快速入门¶

安装完 transformers 库后，我们通过一些示例（包含 HuggingFace 以及 vLLM 部署）来快速了解下 Qwen2 的使用。

1. HuggingFace & ModelScope Transformers¶

要快速上手 Qwen2，我们建议您首先尝试使用 transformers 进行推理，请确保已安装了 transformers>=4.40.0 版本。以下是一个非常简单的代码片段示例，展示如何运行Qwen2-Instruct 模型，其中包含 Qwen2-7B-Instruct 的实例：

from transformers import AutoModelForCausalLM, AutoTokenizer  # (1)!


device = "cuda"
model = AutoModelForCausalLM.from_pretrained(
    "Qwen/Qwen2-7B-Instruct",
    torch_dtype="auto",
    device_map="auto"
)
tokenizer = AutoTokenizer.from_pretrained("Qwen/Qwen2-7B-Instruct")

# 不同于以前使用 的`model.chat` 方法，现在我们使用 `model.generate` 方法
# 但是我们需要先使用 `tokenizer.apply_chat_template` 方法来格式化输入
prompt = "Give me a short introduction to large language model."
messages = [
    {"role": "system", "content": "You are a helpful assistant."},
    {"role": "user", "content": prompt}
]
text = tokenizer.apply_chat_template(  # (2)!
    messages,
    tokenize=False,
    add_generation_prompt=True
)
model_inputs = tokenizer([text], return_tensors="pt").to(device)
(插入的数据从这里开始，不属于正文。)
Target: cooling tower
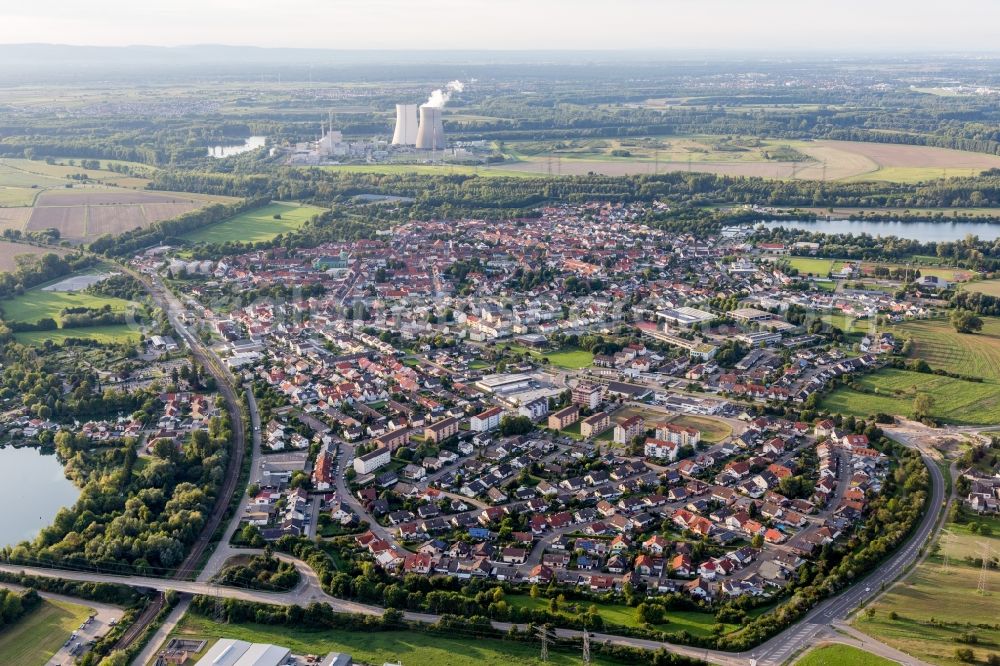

# 直接使用 `model.generate` 以及 `tokenizer.decode` 方法获取输出
generated_ids = model.generate(  # (3)!
    model_inputs.input_ids,
    max_new_tokens=512  # (4)!
)
generated_ids = [
    output_ids[len(input_ids):]   # (5)!
    for input_ids, output_ids in zip(model_inputs.input_ids, generated_ids)
]

response = tokenizer.batch_decode(  # (6)!
    generated_ids, skip_special_tokens=True
  )[0]

由于 HuggingFace 在国内下载速度慢的问题，我们推荐从 ModelScope 上进行下载，只需要更改为以下代码即可。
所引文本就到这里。